The way our civil structures are right now, with high costs for health insurance, education, property, and even food, most of us choose a path that we think will keep us safe, happy and well. At the time, an office job in banking, consulting or finance with a guaranteed high salary feels like a great decision. But what happens when the straight and safe path isn't what you thought it would be?

Soon after my book came out, I got a message from a man in Canada who said that he cried his way through the first chapter of my book. It described my former life working in a corporate bank, drowning in e-mails and commuting, wondering What is the purpose of my life?

Another classmate of mine, also approaching 40, told me that he wept audibly on an airplane reading my book.

I realized life after death was not the most relevant spiritual issue of the financially privileged, well-educated person. It's: I've gone to college, maybe grad school too, I have a job and I am not satisfied with my life. It sound like an easy problem to have, as many people are much worse off, but the pain these people are going through is very real.

After my classmate wrote me about crying on the plane, we had a heart-to-heart conversation over breakfast. He admitted very frankly that a few years ago he had almost lost the will to live, and then he added "like most of our classmates."

10 years after graduation, I have quite a few friends who have dropped out of the corporate world.

One friend used to work at a major bank and when his bosses would ask him to do more work, he would very politely say, "I'm sorry, I have too much on my plate right now." He moved back to his hometown to renovate houses and he couldn't be happier.

Another friend worked in France for a major American software company. Year after year he would get stellar reviews, but his salary and his bonuses would never match what he was promised. He asked to be fired (as is customary in France) so that he could receive unemployment benefits. His bosses, valuing his stellar performance so much, refused. So he remained at work and had a standoff with his boss. He would show up and take an hour to read a page of a report. This went on for months, until he was finally fired and started the French version of The Onion.

Another friend is a stay-at-home dad.
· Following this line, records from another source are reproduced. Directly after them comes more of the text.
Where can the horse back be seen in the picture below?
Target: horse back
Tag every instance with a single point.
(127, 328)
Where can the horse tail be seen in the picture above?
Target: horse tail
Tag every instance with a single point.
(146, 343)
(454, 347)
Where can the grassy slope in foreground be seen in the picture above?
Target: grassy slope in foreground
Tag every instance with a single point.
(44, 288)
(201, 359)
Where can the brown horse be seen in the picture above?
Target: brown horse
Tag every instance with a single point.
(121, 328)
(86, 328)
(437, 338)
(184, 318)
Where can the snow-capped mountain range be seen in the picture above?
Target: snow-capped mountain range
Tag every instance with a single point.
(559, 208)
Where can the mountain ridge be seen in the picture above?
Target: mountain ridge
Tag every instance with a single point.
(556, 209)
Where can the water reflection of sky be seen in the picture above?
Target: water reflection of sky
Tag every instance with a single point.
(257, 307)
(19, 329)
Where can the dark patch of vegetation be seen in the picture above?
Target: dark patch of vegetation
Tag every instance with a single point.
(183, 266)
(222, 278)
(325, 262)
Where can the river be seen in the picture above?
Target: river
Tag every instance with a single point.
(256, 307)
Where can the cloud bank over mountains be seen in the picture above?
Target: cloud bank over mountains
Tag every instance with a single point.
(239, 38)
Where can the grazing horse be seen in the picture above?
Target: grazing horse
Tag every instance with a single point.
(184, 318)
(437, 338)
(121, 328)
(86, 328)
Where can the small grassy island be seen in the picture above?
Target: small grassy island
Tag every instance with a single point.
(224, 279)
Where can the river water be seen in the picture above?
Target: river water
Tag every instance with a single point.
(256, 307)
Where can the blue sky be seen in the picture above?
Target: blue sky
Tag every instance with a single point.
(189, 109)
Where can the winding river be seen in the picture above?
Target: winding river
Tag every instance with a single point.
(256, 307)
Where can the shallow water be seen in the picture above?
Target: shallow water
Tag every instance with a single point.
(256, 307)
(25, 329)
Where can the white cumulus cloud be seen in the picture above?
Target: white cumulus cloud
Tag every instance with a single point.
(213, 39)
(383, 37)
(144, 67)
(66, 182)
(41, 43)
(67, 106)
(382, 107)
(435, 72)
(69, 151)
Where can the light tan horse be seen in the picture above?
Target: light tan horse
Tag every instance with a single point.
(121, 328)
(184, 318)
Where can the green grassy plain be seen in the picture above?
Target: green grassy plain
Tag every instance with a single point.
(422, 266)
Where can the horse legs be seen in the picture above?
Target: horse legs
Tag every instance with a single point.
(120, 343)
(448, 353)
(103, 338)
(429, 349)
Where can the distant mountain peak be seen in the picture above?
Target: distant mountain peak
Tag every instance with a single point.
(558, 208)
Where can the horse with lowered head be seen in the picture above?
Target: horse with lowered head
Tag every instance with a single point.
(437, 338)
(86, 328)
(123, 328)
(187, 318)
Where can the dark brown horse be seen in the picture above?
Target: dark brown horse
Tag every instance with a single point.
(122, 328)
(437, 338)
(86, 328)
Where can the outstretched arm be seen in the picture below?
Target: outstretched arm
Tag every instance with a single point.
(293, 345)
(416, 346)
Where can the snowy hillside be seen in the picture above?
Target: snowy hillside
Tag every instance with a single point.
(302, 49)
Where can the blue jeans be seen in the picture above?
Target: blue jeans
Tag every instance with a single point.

Another resigned after his boss died at a young age of a heart attack. Just recently, a classmate quite his job at a major bank, spent a year cooking and opened Alma, a cutting=edge restaurant in Madrid.

I believe I heard from so many men because they still have more expectations on them to have these kinds of jobs. But this phenomenon is definitely not limited by gender. My neighbor quit her corporate job and went to Hawaii to do yoga teacher training. Recently, an article on Cosmopolitan.com by a Yale grad who quit her city job to scoop ice cream in the Caribbean got 500,000 Likes! People just can't do it anymore.

I began to wonder if people are inherently unhappy in corporations, or if they have individual passions that need to be addressed. We are all on different paths, but I do believe satisfaction can be found only when we're living balanced lives, for a purpose greater than just financial gain, and when we are honored and treated respectfully.

And what of my friend who admitted to losing the will to live? He changed his life. He had a moment when he knew that things at work were imploding. With a very strong power of intention, he declared that he wanted X, Y, and Z to happen. At the time, it would have been a quantum leap from where he was. And yet, one year later, he was living what he declared he wanted for himself. He had moved from an apartment in a smog filled city to a large house with a yard. He was now in a different country with a different job.

He sat in his new, large house thinking about the time when it was just an idea in his mind. He told me, "We're constantly putting out intention, energy, whatever you want to call it, we're drawing circumstances to us. We all know that when we really focus on something it always happens. Yet we're always so surprised when it does. Every time."